Shouldn't be 3x3 convolution much faster on GPU (OpenCL)

Question

I'm learning how to optimize code for GPU. I read about importance of memory locality. I've also seen some tutorials and examples of GPU convolution. Based on that I wrote and tested several own kernels. Surprisingly I found that the simplest naive kernell is the fastest!? and it is jut <10x faster than CPU. (Yes I amortized upload/download time by running the kenrnel 64x).

What I do wrong? I woud expect that convolution is just that kind of operation for which GPUs are optimized. If I can get 100x speed-up on matrix multiplication, why convolution is so slow?

performance [CPU ticks/pixel] (lower is better):

CPU-naive 9.5
GPU-naive 1.64
GPU-local 2.56
GPU-local_async 15.10
GPU-scanline-private 7.35
GPU-scanline_async 15.37

EDIT: GPU-scanline_async I made later after reading advices about async_work_group_copy

I wonder 2 things:

Is the kernel speed limited by memory bandwidth or by computing power? From what I read I would expect memory. But the results of the tests show the opposite.
- Kernel GPU-local is slower than GPU-naive even though it does much less global memory reads
- modification of the kernel by gaussian-filter coeffs (i.e. add multiplication per each pixel) makes it >2x slower, although it does same number of memory reads
- But if it is limited by processing power than why I get 100x faster matrix-multiplication on GPU than on CPU ?
why the kernel GPU-scanline-private is so slow? The memory locality is much better (just 3 instead of 9 reads from global memory per pixel) and the logic is minimal (no ifs/switches)

The test was done on my laptop with CPU Intel Core i7 6700HQ Skylake and GPU nVidia 960M by running the kernels 64x/frame on floating point array of 256x256 pixels.
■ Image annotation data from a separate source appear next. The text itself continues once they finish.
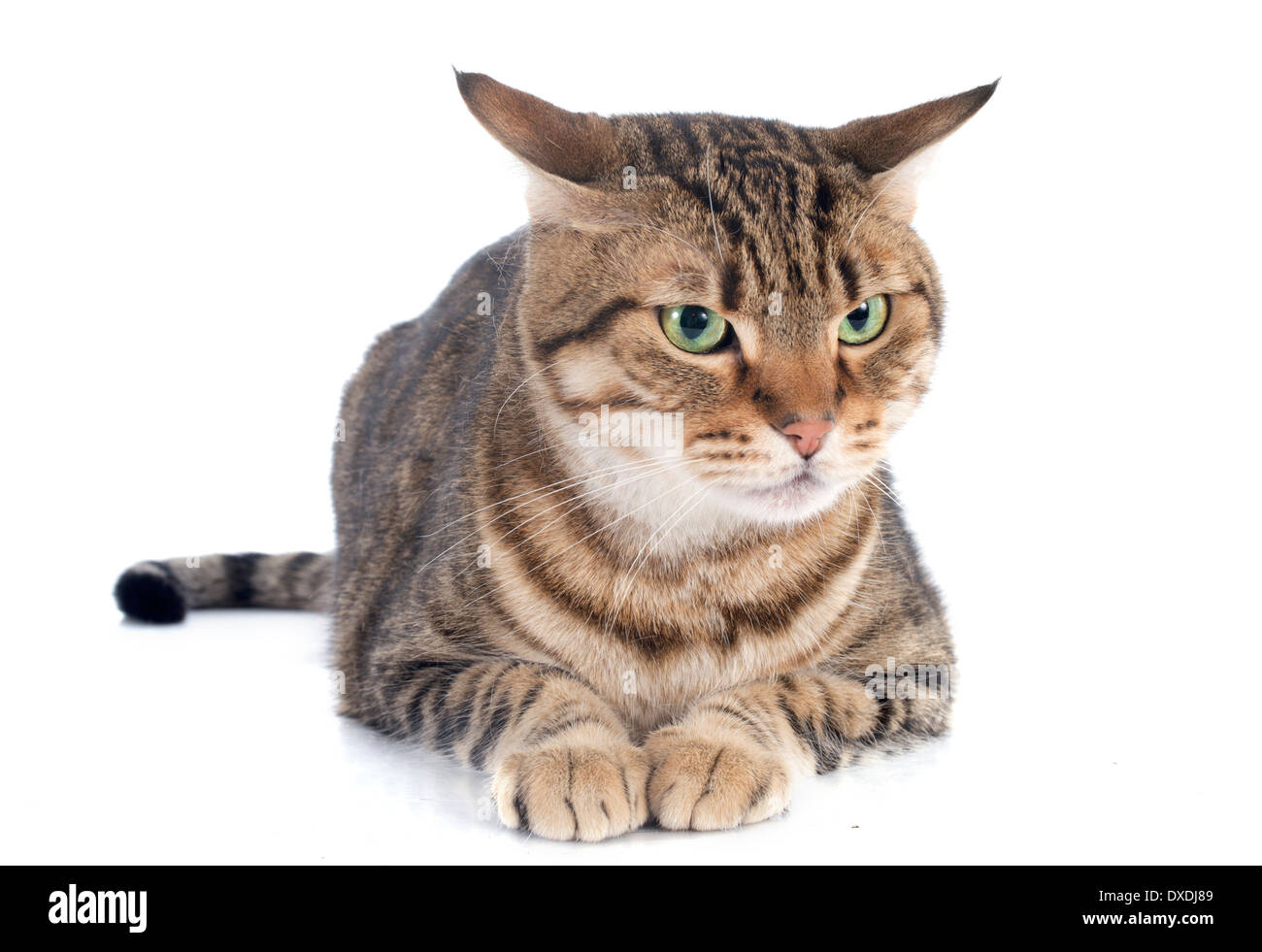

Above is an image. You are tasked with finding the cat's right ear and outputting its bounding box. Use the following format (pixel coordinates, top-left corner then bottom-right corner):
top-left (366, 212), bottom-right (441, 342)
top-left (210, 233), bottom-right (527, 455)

top-left (455, 71), bottom-right (627, 228)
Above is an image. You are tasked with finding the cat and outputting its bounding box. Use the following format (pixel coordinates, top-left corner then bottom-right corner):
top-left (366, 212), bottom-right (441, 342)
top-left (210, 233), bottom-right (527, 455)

top-left (115, 73), bottom-right (996, 841)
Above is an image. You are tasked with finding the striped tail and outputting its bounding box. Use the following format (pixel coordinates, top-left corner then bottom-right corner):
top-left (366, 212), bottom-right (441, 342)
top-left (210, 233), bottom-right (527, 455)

top-left (114, 552), bottom-right (333, 624)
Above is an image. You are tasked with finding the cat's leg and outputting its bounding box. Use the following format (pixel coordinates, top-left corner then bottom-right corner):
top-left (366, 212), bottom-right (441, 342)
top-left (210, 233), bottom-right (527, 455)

top-left (644, 670), bottom-right (949, 830)
top-left (371, 661), bottom-right (648, 841)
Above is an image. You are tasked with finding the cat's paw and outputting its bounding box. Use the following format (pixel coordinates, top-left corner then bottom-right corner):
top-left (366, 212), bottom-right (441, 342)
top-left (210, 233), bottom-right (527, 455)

top-left (491, 741), bottom-right (648, 842)
top-left (644, 726), bottom-right (789, 830)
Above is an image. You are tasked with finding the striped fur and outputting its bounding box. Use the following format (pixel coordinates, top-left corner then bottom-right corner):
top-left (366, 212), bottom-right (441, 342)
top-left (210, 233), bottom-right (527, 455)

top-left (113, 75), bottom-right (993, 839)
top-left (114, 552), bottom-right (333, 622)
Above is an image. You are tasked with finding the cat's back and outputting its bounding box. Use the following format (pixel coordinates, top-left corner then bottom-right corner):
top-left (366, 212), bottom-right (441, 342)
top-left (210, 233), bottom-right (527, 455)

top-left (333, 229), bottom-right (525, 555)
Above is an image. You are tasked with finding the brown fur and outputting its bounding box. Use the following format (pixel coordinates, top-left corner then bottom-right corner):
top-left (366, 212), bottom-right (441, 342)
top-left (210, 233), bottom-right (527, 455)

top-left (113, 75), bottom-right (993, 839)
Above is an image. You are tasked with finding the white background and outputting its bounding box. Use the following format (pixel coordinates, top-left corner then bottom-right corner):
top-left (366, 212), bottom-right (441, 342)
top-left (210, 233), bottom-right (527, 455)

top-left (0, 3), bottom-right (1262, 863)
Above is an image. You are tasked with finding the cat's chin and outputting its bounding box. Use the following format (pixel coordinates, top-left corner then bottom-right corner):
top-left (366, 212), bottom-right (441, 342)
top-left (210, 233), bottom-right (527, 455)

top-left (714, 473), bottom-right (846, 525)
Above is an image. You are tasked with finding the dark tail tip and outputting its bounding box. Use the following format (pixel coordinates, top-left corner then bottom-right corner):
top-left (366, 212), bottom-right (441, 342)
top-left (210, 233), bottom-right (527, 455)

top-left (114, 565), bottom-right (188, 624)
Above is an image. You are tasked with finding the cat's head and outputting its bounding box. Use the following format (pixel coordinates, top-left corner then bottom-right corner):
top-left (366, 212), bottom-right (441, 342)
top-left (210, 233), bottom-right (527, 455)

top-left (458, 73), bottom-right (994, 532)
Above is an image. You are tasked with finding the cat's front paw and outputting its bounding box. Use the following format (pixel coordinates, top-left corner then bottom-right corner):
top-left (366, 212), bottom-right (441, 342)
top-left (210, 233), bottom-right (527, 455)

top-left (644, 726), bottom-right (789, 830)
top-left (492, 741), bottom-right (648, 842)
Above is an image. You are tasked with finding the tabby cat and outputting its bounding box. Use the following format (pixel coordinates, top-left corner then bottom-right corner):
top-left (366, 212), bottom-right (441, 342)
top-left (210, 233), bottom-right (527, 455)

top-left (116, 73), bottom-right (994, 841)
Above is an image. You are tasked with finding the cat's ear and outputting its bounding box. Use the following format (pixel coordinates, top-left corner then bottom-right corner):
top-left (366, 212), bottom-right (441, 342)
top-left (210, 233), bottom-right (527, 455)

top-left (455, 71), bottom-right (622, 227)
top-left (824, 80), bottom-right (1000, 220)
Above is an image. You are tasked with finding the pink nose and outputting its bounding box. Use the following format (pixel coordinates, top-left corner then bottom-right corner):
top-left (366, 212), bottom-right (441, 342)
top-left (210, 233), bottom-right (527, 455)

top-left (780, 420), bottom-right (833, 456)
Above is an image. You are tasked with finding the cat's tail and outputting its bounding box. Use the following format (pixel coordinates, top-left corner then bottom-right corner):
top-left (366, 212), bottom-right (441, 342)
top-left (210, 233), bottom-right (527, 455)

top-left (114, 552), bottom-right (333, 624)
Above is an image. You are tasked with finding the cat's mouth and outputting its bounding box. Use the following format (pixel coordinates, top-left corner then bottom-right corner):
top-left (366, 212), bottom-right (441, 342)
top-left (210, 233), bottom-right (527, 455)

top-left (719, 469), bottom-right (837, 519)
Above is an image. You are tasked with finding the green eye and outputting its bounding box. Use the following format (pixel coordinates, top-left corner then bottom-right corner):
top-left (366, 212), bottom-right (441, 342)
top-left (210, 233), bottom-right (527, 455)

top-left (837, 294), bottom-right (890, 345)
top-left (661, 304), bottom-right (728, 353)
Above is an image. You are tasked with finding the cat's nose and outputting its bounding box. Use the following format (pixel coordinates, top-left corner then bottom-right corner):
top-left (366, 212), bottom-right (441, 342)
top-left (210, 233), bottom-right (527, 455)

top-left (780, 420), bottom-right (833, 459)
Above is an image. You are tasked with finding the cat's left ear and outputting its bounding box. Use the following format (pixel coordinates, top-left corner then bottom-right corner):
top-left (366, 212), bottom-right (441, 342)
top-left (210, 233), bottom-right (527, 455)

top-left (823, 80), bottom-right (1000, 222)
top-left (455, 71), bottom-right (623, 227)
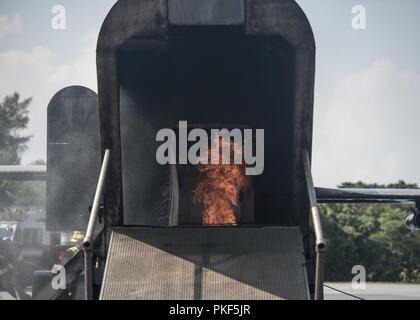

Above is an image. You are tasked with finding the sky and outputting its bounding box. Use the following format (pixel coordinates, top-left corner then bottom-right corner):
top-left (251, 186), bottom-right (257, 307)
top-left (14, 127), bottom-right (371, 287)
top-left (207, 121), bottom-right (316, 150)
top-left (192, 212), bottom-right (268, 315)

top-left (0, 0), bottom-right (420, 187)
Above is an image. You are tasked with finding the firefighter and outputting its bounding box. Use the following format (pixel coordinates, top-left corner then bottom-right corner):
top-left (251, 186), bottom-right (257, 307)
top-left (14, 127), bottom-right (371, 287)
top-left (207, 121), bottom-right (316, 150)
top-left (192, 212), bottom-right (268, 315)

top-left (0, 239), bottom-right (30, 300)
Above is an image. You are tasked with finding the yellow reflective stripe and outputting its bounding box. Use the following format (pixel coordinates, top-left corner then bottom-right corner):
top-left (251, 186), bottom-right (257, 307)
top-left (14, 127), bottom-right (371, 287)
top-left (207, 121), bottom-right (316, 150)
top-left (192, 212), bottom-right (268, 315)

top-left (67, 247), bottom-right (79, 254)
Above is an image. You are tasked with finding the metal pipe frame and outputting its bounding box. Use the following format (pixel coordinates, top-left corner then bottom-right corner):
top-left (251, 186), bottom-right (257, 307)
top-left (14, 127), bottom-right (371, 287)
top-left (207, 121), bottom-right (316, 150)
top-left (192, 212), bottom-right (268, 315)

top-left (83, 149), bottom-right (111, 300)
top-left (303, 150), bottom-right (326, 300)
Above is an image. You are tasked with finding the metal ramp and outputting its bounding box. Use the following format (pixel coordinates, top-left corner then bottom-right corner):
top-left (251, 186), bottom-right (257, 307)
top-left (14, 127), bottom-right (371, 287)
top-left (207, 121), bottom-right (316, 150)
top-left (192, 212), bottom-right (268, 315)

top-left (100, 227), bottom-right (309, 300)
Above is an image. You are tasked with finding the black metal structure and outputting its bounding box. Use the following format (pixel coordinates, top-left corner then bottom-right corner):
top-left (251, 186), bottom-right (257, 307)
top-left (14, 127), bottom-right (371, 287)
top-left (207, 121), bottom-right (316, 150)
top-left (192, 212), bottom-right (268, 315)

top-left (97, 0), bottom-right (315, 240)
top-left (47, 86), bottom-right (101, 231)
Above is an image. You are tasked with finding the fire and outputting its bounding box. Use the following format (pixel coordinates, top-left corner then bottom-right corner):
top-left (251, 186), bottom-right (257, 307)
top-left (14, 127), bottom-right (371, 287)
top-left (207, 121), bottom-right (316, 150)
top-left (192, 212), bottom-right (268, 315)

top-left (193, 140), bottom-right (248, 225)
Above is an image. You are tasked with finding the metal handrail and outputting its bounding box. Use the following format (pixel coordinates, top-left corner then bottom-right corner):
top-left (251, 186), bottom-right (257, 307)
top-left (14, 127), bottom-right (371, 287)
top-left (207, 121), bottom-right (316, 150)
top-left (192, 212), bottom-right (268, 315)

top-left (83, 149), bottom-right (111, 300)
top-left (303, 150), bottom-right (325, 300)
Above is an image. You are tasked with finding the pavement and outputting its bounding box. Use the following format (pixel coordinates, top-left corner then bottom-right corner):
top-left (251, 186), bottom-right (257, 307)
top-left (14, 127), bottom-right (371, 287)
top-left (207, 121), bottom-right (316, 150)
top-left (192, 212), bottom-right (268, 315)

top-left (324, 282), bottom-right (420, 300)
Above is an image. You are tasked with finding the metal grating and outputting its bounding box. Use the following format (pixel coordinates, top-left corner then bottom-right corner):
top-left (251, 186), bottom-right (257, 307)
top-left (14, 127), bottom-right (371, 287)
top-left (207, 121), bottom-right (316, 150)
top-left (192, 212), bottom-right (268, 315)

top-left (101, 227), bottom-right (309, 300)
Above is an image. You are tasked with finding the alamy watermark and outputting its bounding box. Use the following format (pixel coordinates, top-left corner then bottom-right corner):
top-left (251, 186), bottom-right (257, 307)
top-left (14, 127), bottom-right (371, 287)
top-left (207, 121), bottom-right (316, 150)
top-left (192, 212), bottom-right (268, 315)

top-left (156, 121), bottom-right (264, 176)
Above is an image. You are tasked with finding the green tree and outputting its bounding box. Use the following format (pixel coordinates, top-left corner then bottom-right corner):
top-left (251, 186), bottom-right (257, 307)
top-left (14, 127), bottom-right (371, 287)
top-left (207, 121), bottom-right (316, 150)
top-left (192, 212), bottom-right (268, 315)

top-left (0, 93), bottom-right (32, 165)
top-left (321, 181), bottom-right (420, 282)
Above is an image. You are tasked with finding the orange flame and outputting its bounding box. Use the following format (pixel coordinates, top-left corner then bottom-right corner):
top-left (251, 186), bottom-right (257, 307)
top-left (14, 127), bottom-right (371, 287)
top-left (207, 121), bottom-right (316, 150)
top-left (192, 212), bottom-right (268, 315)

top-left (193, 140), bottom-right (248, 225)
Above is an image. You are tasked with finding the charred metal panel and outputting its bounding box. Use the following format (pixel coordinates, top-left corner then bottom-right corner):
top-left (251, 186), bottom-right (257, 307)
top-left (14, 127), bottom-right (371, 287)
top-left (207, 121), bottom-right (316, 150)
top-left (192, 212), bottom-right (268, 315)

top-left (100, 227), bottom-right (309, 300)
top-left (97, 0), bottom-right (315, 235)
top-left (47, 86), bottom-right (101, 231)
top-left (168, 0), bottom-right (245, 26)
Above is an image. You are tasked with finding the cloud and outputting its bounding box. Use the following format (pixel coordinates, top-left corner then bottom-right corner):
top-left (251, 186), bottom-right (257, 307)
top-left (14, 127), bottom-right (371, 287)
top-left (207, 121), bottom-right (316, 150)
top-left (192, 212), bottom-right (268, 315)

top-left (0, 33), bottom-right (97, 163)
top-left (314, 60), bottom-right (420, 186)
top-left (0, 13), bottom-right (23, 41)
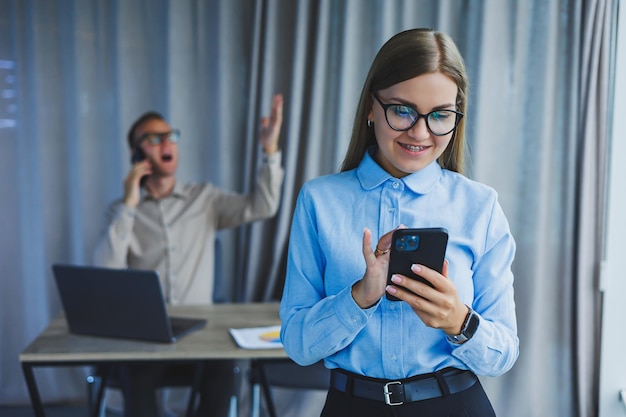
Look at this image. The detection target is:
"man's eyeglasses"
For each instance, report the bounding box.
[137,129,180,145]
[372,94,463,136]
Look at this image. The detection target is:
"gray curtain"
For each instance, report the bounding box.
[0,0,617,417]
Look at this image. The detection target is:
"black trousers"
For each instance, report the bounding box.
[113,360,237,417]
[321,381,496,417]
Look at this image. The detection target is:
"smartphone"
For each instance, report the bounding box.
[130,147,148,187]
[130,147,146,165]
[386,227,448,301]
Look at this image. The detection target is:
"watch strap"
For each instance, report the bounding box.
[448,306,480,345]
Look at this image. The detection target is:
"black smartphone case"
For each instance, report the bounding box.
[386,227,448,301]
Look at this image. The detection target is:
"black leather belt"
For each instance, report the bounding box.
[330,368,478,405]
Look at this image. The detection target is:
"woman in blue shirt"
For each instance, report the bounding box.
[280,29,519,417]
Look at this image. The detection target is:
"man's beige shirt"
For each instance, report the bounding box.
[94,153,284,305]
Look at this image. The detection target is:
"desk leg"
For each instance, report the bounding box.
[22,363,45,417]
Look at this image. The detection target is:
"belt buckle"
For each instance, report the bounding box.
[383,381,404,405]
The code full can be seen here.

=========== Kernel codes ===========

kernel GPU-Naive 2D global=(256,256) local=(16,16)

__kernel void blur2D_naive(
    __global float* I, 
    __global float* O
){
    const int ix = get_global_id (0)+1;
    const int iy = get_global_id (1)+1;
    const int nx = get_global_size(0)+2;

    int i = iy * nx + ix;

    // 1.6 ticks/pixel
    O[i] =( I[i-nx-1] + I[i-nx] + I[i-nx+1] +
            I[i   -1] + I[i   ] + I[i   +1] +
            I[i+nx-1] + I[i+nx] + I[i+nx+1] ) * 0.11111111111;
    // modified with gaussian mask 4.9 ticks/pixel
    //O[i] =( 0.0625*I[i-nx-1] + 0.125*I[i-nx] + 0.0625*I[i-nx+1] +
    //        0.125 *I[i   -1] + 0.25 *I[i   ] + 0.125 *I[i   +1] +
    //        0.0625*I[i+nx-1] + 0.125*I[i+nx] + 0.0625*I[i+nx+1] );
}

kernel GPU-local 2D global=(256,256) local=(16,16)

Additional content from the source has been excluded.